Date of Award


Document Type


Degree Name

Master of Science in Aeronautical Engineering


Department of Aeronautics and Astronautics

First Advisor

Raymond C. Maple, PhD


Based on forthcoming USAF needs, an investigation was launched to further the understanding of aft dispense of munitions in a high-speed environment. A computational fluid dynamics (CFD) study was performed followed by a wind tunnel experiment. The study consisted of a strut-mounted cone simulating a parent vehicle and a sting mounted cone-cylinder store situated directly behind the cone. The CFD modeled the test objects inside a supersonic wind tunnel in which the experiments took place. The CFD study consisted of evaluating a new strut designed to reduce asymmetry in the airflow aft of the cone.
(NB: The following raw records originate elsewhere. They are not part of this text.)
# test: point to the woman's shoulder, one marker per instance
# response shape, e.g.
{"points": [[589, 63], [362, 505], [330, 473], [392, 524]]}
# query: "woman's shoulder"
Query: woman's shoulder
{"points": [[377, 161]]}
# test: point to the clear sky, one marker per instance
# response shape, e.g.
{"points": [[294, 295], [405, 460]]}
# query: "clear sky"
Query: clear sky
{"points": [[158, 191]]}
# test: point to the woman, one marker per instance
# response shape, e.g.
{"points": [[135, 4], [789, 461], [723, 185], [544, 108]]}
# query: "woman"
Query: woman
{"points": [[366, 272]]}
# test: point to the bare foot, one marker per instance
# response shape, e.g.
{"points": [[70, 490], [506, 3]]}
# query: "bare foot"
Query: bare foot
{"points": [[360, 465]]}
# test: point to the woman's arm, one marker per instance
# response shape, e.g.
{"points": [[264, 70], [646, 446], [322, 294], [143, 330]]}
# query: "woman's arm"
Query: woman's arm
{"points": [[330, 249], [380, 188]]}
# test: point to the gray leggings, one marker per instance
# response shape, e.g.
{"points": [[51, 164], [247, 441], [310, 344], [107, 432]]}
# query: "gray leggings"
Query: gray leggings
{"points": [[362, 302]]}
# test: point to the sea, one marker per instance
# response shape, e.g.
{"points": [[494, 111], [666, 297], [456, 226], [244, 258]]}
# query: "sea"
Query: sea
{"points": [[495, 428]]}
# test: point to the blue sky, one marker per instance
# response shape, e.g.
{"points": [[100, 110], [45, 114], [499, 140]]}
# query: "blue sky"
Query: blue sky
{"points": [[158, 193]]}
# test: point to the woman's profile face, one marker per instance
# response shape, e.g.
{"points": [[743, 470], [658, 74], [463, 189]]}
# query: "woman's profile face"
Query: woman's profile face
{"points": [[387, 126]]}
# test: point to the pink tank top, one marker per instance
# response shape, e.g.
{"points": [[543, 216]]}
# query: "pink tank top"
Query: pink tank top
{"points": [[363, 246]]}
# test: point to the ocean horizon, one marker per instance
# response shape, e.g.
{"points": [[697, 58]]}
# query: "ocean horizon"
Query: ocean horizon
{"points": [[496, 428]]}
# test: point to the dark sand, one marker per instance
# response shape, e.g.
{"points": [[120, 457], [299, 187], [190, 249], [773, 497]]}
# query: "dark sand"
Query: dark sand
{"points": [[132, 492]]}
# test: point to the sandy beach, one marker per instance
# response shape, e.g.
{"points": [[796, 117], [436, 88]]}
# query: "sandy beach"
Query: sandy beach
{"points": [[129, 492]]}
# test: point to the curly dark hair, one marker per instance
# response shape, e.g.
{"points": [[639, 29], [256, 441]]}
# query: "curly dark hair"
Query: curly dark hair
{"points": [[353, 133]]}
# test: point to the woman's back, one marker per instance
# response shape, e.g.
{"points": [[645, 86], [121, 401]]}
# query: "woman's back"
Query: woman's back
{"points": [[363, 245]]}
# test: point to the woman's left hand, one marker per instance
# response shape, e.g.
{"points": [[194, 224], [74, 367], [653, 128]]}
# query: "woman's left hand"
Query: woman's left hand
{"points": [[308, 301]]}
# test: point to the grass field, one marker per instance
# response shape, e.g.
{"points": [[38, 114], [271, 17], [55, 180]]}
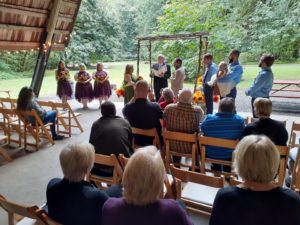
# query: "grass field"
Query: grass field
{"points": [[116, 71]]}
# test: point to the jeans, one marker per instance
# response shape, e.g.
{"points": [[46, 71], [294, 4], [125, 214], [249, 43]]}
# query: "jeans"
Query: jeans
{"points": [[50, 117], [208, 94], [232, 94]]}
The CFD study also included predictions of axial loads acting on the store in various locations behind the cone. The experimental study consisted of implementing the new strut and introducing a miniature load cell for comparison to CFD load predictions. The CFD study indicated the newly designed strut lengthened the cone's base region by 27% and reduced transverse forces acting on the store by as much as 50% in two of the three locations evaluated. The experimental studies were successful in obtaining axial force coefficients that matched the CFD trend and were typically within 30% of the magnitudes. It was concluded that the load cell was generally adequate in measuring the axial loading on the store though its accuracy is less than that of a typical wind tunnel balance. The error trends indicate that the polymer store introduces the least amount of statistical error making it the most accurate representation of the results. Significant sources of error include transverse vibrations and axial buffeting observed in the wind tunnel tests.